New Jersey News: Storage and Dispensing of High-Alert Medications

Topics: Prescriptions and Medication errors

Reprinted from the October 2008 New Jersey Board of Pharmacy Newsletter.

The National Coordinating Council for Medication Error Reporting and Prevention (NCC MERP) defines a medication error as “any preventable event that may cause or lead to inappropriate medication use or patient harm while the medication is in the control of the health care professional, patient, or consumer.
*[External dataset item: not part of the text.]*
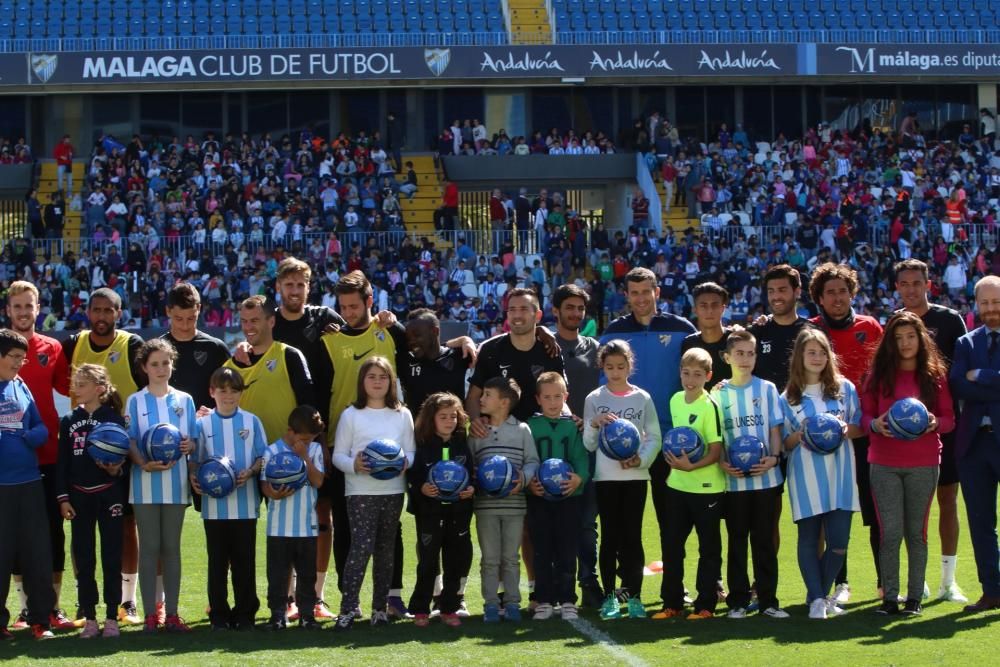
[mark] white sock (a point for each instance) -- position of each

Such events may be related to professional practice, health care products, procedures, and systems, including prescribing; order communication; product labeling, packaging, and nomenclature; compounding; dispensing; distribution; administration; education; monitoring; and use.”

A medication error involving a high-alert medication can have tragic consequences. The erroneous dispensing of methotrexate 2.5 mg for minoxidil 2.5 mg, and Purinethol® 50 mg for propylthiouracil 50 mg are just two examples of medication errors associated with patient fatalities that have occurred in New Jersey. The Institute for Safe Medication Practices (ISMP) publishes a list of high-alert medications, which are defined as “drugs that bear a heightened risk of causing significant patient harm when they are used in error.” Examples include intravenous (IV) adrenergic agonists such as epinephrine, IV adrenergic antagonists such as propranolol, antithrombotic agents such as warfarin, chemotherapeutic agents, oral hypoglycemic agents, and total parenteral nutrition solutions. ISMP recommends additional safeguards to minimize the risk of selecting the wrong medication when filling and dispensing a prescription for a high-alert medication. These safeguards may include improving pharmacist access to drug information, storing high-alert medications in such a way as to limit access to them, using auxiliary labels and automated alerts, and employing a standardized process for ordering, storage, and dispensing. In addition, ISMP recommends the use of manual redundancies such as independent double-checks when these medications are dispensed. Licensees are encouraged to review the ISMP list of high-alert medications and recommendations for preventing medication errors. The ISMP Web site is located at www.ismp.org.